Faire du secteur minier le second pilier de l’économie ivoirienne. C’est avec cette ambition, portée par le président Alassane Ouattara, que le ministre Sangafowa-Coulibaly a entamé une mission de travail en terre botswanaise.
L’objectif est clair : s’appuyer sur l’expertise de l’un des pays les plus rigoureux au monde en matière de gestion des ressources naturelles.
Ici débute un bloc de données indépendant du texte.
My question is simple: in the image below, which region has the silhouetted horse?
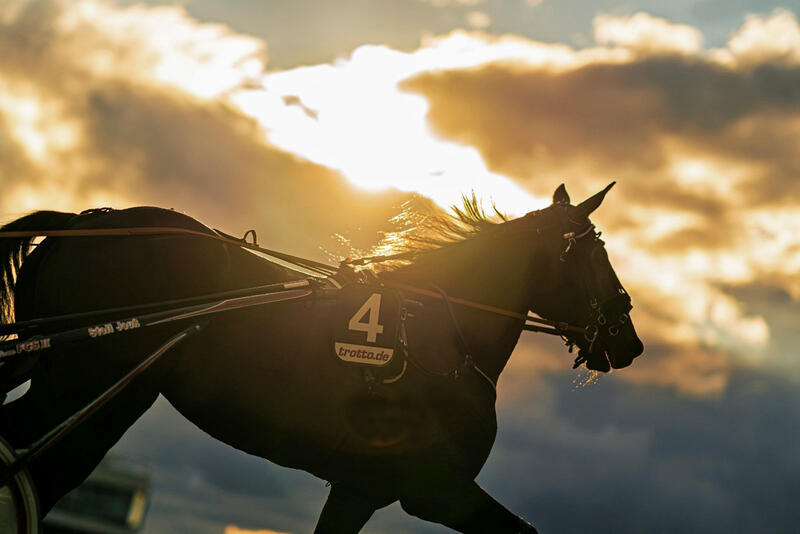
[0,185,643,533]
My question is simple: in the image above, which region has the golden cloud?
[0,0,800,394]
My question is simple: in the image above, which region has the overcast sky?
[0,0,800,534]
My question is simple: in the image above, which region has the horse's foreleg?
[400,482,536,534]
[314,484,378,534]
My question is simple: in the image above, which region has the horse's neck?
[388,239,531,380]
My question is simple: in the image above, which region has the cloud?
[386,12,800,388]
[0,1,405,256]
[715,9,800,66]
[0,0,800,394]
[419,0,486,7]
[594,13,703,54]
[466,11,492,29]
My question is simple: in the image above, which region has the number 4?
[347,293,383,343]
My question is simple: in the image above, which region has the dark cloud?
[481,360,800,533]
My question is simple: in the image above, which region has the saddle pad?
[333,283,402,367]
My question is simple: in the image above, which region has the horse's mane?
[365,193,508,272]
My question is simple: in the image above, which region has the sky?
[0,0,800,534]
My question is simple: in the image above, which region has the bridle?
[559,221,632,369]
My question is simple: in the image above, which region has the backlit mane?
[366,193,508,271]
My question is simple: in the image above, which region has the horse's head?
[526,183,644,372]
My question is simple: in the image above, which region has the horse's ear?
[577,182,617,219]
[553,184,569,204]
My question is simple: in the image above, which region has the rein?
[0,226,586,336]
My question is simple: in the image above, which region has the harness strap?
[381,279,586,334]
[0,226,337,276]
[0,226,586,335]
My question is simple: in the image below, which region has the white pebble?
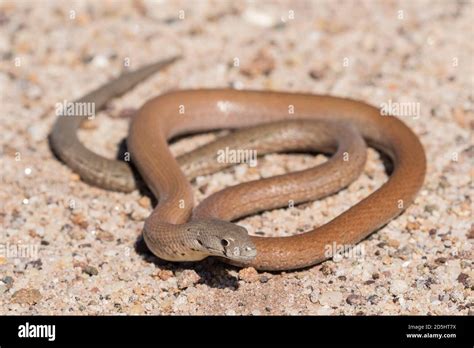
[243,8,275,28]
[319,291,342,307]
[390,279,408,295]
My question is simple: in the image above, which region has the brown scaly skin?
[51,58,426,270]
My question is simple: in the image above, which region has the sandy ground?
[0,0,474,315]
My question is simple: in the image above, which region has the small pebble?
[346,294,365,305]
[309,291,319,303]
[156,269,173,281]
[390,279,408,295]
[239,267,259,283]
[319,291,342,307]
[178,270,201,290]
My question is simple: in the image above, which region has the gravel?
[0,0,474,315]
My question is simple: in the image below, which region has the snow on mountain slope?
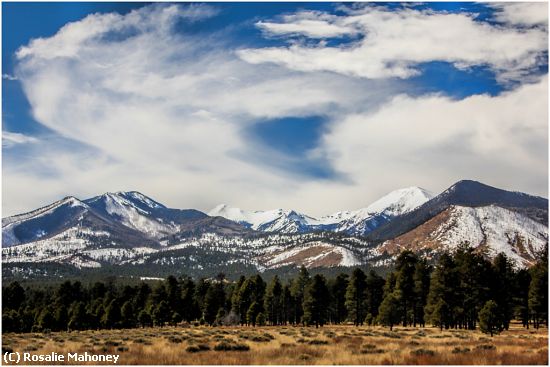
[365,186,434,217]
[261,241,361,269]
[2,196,88,247]
[85,191,178,238]
[208,204,316,233]
[319,187,434,236]
[378,205,548,267]
[208,187,433,235]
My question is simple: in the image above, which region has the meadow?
[2,324,548,365]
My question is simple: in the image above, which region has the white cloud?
[322,76,548,210]
[2,74,17,80]
[256,11,357,38]
[490,1,548,26]
[4,6,394,214]
[2,131,38,148]
[3,5,548,215]
[238,7,548,81]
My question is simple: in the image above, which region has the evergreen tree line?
[2,244,548,334]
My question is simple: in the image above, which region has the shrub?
[452,347,470,354]
[382,331,401,339]
[214,341,250,351]
[281,343,296,348]
[476,344,497,350]
[360,348,384,354]
[185,345,201,353]
[167,336,183,344]
[411,348,435,356]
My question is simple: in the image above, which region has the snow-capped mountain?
[377,205,548,267]
[208,204,316,233]
[2,181,548,276]
[84,191,206,239]
[208,187,434,236]
[319,187,434,236]
[2,197,157,247]
[367,180,548,242]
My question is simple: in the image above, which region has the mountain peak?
[366,186,434,216]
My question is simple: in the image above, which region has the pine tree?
[165,275,182,313]
[282,284,295,325]
[413,259,430,327]
[366,270,386,325]
[68,302,88,330]
[330,273,349,324]
[2,282,25,310]
[395,250,418,326]
[181,278,200,322]
[101,299,122,329]
[238,278,256,325]
[479,300,503,336]
[264,275,283,325]
[138,310,153,327]
[303,274,330,328]
[203,281,225,325]
[528,251,548,329]
[246,301,262,326]
[152,300,171,327]
[514,269,531,328]
[120,301,136,328]
[454,242,493,330]
[38,308,56,332]
[425,253,458,329]
[290,265,310,325]
[493,253,514,330]
[346,268,367,326]
[378,290,403,330]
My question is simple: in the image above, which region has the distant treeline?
[2,244,548,334]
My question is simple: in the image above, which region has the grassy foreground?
[2,325,548,365]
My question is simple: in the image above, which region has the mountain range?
[2,180,548,277]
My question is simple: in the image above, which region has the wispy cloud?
[239,4,548,81]
[490,1,548,27]
[2,74,17,80]
[2,131,38,148]
[3,4,548,215]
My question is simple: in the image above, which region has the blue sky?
[2,3,548,215]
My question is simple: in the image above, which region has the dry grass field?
[2,326,548,365]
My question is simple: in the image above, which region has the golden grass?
[3,325,548,365]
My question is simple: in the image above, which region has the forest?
[2,244,548,335]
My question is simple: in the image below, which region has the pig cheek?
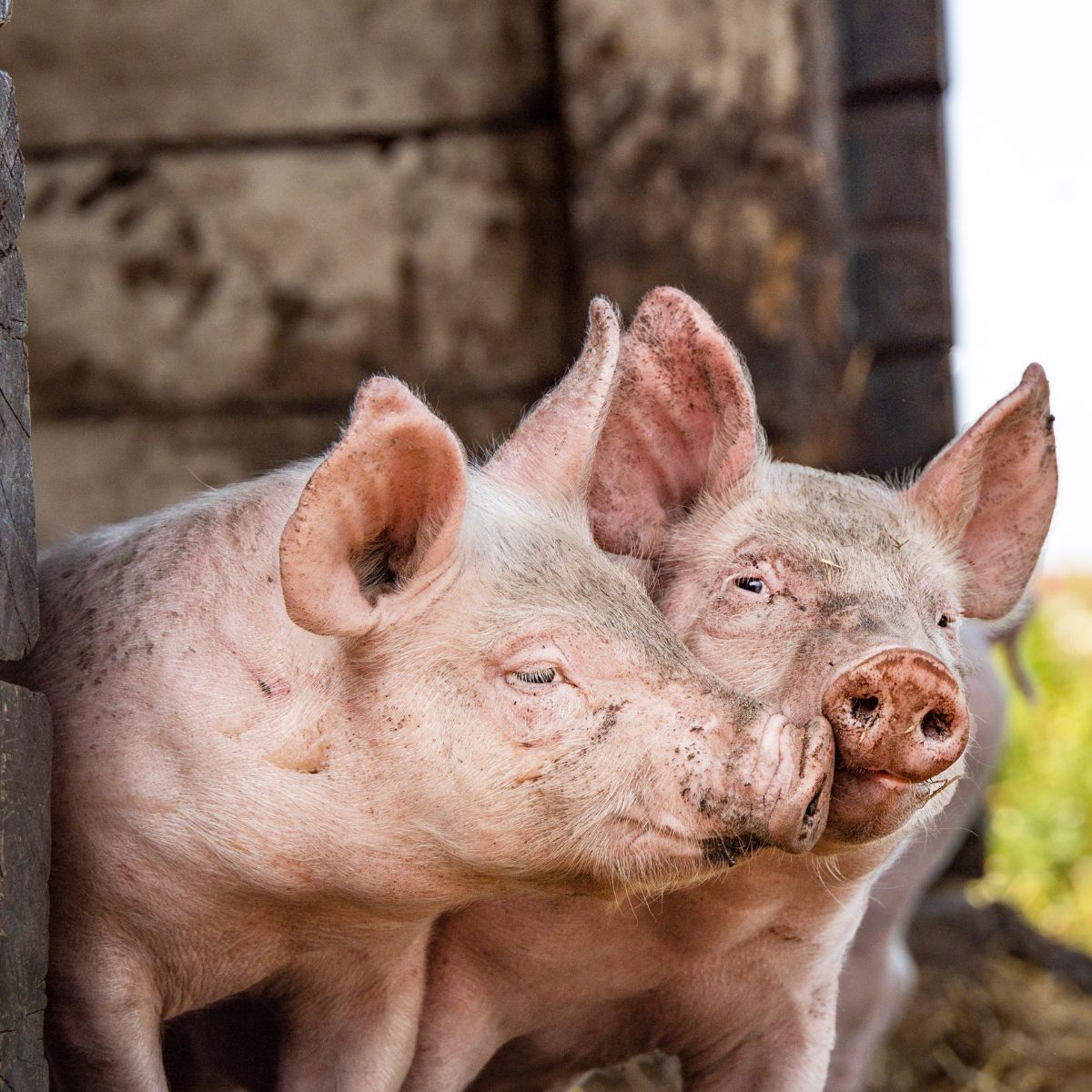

Le Botswana est mondialement cité en exemple pour sa capacité à transformer ses ressources, notamment le diamant, en moteur de développement durable.
Lors des échanges, le vice-président Ndaba Gaolathe a réaffirmé la volonté de son pays de partager ses succès, soutenant que « l’Afrique a tout ce dont elle a besoin pour réussir (…) et le partage de nos expériences peut fortement y contribuer ».
Les discussions avec la ministre botswanaise des Mines, Bogolo Joy Kenewendo, ont permis de définir les axes prioritaires de ce rapprochement, en termes de gouvernance minière et de transparence, de traçabilité des ressources, de transfert de compétences et le renforcement du contenu local.
Sangafowa-Coulibaly a annoncé l’ouverture imminente de négociations techniques. L’objectif est d’aboutir rapidement à la signature d’un protocole d’accord qui encadrera les échanges institutionnels et la professionnalisation de la filière minière en Côte d’Ivoire.
« Nous devons bâtir une chaîne de valeur intégrée pour que la création de richesse s’ancre véritablement sur notre territoire », a souligné le ministre ivoirien des Mines, du Pétrole et de l’Énergie, Sangafowa-Coulibaly.
Preuve du réchauffement diplomatique et technique entre les deux nations, le Botswana a été officiellement désigné pays à l’honneur de la prochaine édition du Salon international des ressources extractives et énergétiques (SIREXE), prévue en novembre 2026 à Abidjan.
Ce signal politique fort confirme la volonté de la Côte d’Ivoire de se positionner comme un hub minier régional en adoptant les standards internationaux les plus élevés, sous le regard bienveillant de son partenaire d’Afrique australe.